İkinci Mehmet, 19 Şubat 1951 tarihinde 19 yaşındayken ikinci kez tahta çıktı. Kısa süreli de olsa saltanat deneyimi vardı; bu onun için büyük bir avantajdı. Özellikle de Manisa yıllarının kendisi üzerinde önemli katkıları olmuştu.
İkinci Mehmet'in en büyük hayali İstanbul'u fethetmekti. Fethin hazırlık aşaması olarak Yıldırım Bayezid'in yaptırdığı Anadolu Hisarı'nın karşısına Rumeli Hisarı'nı yaptırdı. Rumeli Hisarı'nın çizimini bizzat İkinci Mehmet'in yaptığı söylenir. Hisarın inşasında vezirler de çalıştı ve 4 ay gibi kısa bir sürede tamamlandı.
“EĞER BU TOPRAKLAR ONUNSA, GELİP KURTARSIN!”
İkinci Mehmet, bununla birlikte boğazı tam olarak kontrol altına aldı. Rumeli Hisarı'nın yapımı aşamasında Bizans İmparatoru bu durumdan oldukça rahatsızdı. İkinci Mehmet'e bir elçi göndererek kale yapılmasının dostluğa ve ahde vefaya uymadığını bildirdi.
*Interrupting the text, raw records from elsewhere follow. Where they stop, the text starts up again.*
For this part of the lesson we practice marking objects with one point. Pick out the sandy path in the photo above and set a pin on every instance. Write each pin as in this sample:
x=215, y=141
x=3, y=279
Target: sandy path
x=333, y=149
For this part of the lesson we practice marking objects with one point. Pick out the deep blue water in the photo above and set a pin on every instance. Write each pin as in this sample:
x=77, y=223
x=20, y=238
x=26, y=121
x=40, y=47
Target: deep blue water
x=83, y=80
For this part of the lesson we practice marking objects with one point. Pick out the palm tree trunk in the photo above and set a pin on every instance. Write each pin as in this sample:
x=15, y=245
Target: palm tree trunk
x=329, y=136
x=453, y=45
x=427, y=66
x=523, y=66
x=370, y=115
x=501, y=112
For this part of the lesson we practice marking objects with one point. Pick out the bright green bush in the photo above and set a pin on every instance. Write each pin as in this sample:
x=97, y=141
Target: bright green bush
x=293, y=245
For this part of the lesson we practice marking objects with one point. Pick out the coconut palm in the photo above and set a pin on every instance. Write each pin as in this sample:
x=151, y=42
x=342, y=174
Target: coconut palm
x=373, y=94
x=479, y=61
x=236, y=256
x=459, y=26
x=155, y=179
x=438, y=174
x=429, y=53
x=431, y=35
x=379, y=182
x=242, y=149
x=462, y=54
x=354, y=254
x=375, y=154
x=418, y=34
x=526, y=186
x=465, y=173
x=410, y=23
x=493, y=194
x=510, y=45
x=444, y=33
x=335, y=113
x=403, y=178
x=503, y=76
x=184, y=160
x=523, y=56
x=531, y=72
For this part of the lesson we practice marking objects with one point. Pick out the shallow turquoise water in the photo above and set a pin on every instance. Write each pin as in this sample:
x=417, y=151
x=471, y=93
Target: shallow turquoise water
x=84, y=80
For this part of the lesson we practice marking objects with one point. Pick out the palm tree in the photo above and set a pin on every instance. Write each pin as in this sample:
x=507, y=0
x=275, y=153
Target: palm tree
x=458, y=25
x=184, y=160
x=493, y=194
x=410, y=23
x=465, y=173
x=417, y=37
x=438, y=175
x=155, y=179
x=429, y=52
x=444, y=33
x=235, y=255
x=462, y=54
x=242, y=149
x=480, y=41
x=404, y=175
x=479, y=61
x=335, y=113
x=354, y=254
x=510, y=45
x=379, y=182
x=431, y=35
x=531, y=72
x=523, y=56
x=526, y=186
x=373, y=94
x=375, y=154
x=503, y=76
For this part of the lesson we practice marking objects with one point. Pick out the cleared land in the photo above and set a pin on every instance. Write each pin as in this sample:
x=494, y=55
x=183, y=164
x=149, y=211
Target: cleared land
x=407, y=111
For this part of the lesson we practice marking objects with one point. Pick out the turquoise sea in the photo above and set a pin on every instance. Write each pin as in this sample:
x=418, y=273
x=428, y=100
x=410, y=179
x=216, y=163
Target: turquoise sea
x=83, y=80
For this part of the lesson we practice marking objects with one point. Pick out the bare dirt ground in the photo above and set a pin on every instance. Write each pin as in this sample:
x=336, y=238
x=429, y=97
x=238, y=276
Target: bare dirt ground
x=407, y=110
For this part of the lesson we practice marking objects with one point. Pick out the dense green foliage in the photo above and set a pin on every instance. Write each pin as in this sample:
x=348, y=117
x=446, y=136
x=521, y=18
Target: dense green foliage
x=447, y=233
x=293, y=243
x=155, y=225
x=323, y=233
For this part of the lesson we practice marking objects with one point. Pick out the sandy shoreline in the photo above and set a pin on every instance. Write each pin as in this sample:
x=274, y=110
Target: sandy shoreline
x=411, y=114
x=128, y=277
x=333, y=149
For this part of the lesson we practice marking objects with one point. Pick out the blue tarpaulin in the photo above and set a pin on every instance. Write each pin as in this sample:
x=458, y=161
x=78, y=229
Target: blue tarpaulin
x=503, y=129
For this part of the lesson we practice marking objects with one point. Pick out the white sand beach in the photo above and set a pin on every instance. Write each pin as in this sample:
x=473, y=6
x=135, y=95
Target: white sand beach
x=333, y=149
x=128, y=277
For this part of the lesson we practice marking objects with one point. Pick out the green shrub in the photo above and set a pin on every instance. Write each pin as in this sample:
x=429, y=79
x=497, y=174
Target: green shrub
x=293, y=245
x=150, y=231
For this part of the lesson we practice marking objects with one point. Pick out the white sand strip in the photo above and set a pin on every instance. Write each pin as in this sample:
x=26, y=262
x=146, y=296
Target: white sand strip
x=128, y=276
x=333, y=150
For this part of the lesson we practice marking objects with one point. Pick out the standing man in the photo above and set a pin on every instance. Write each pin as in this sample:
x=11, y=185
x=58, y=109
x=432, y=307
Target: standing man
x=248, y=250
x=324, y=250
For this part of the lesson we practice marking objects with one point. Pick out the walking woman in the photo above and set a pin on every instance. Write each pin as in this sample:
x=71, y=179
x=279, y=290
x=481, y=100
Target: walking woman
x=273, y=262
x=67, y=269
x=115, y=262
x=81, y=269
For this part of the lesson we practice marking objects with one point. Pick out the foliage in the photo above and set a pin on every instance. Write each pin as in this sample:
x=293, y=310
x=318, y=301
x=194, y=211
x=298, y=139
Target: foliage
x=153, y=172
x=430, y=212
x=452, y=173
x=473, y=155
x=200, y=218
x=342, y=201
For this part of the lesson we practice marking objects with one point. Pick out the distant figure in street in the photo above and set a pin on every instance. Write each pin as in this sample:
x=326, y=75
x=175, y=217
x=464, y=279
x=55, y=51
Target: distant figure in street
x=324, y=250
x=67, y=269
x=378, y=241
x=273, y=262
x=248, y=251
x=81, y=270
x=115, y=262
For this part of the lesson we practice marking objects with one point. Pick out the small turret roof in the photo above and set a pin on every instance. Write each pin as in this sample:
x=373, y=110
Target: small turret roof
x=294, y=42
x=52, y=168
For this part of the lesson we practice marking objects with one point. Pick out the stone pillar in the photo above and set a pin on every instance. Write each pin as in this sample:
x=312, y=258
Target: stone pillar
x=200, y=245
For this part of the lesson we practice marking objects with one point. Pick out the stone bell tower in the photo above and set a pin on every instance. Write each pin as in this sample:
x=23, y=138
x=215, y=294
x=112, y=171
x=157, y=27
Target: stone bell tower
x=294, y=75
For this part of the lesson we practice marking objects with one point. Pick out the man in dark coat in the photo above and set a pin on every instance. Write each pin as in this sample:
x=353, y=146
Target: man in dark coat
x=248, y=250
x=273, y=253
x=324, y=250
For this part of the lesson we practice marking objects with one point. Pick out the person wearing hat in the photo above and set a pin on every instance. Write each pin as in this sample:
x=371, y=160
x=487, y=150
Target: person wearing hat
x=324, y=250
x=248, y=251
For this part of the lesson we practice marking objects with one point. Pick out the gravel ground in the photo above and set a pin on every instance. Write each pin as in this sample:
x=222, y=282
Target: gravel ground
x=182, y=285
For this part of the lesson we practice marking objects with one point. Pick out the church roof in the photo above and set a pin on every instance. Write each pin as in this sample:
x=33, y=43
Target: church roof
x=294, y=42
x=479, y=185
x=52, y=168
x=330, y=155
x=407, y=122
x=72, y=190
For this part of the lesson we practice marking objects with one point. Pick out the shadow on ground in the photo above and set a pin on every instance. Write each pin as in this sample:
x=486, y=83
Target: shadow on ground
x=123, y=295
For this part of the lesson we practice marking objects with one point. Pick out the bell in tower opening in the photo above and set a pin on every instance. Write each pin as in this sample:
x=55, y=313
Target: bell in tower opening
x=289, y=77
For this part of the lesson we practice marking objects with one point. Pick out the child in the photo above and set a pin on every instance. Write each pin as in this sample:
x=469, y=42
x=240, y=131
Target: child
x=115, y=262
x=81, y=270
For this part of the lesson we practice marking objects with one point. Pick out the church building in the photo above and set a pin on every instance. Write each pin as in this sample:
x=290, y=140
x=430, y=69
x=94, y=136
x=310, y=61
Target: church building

Buna İkinci Mehmet'in cevabı oldukça anlamlıdır: “Var git, kralına söyle! O, rahmetli babam zamanında ahdi çok defa bozmuştu. Arada ahid mi kaldı ki vefadan bahseder. Bu topraklara biz hisar yaparız, toprak eli göndermekle kurtarılamaz. Eğer bu topraklar onunsa, gelip kurtarsın!”
İSTANBUL'UN “FATİH”İ
İkinci Mehmet, -ayrı bir yazı konusu olacak- diğer hazırlıklarını da yaptıktan sonra 6 Nisan sabahı İstanbul'un fethine girişti. Kuşatma 53 gün boyunca sürdü ve 29 Mayıs'ta başarıyla sonlandırıldı. İkinci Mehmet, İstanbul'un fethinin ardından “Fatih” unvanını aldı. Artık, Fatih Sultan Mehmet'ti. Osmanlı Devleti de bir cihan imparatorluğu olmuştu. Gerek fetih öncesinde gerekse de fetih sırasında Fatih Sultan Mehmet askeri ve yönetimsel açıdan büyük maharetler göstermişti. 21 Nisan'ı 22 Nisan'a bağlayan gece gemileri Tophane'den karaya çıkartıp Haliç'e indirmesi askeri maharetleri içinde en unutulmazlardan biriydi şüphesiz. Sonuç olarak 21 yaşındaki genç padişah bir çağı kapatıp yeni bir çağı açmıştı.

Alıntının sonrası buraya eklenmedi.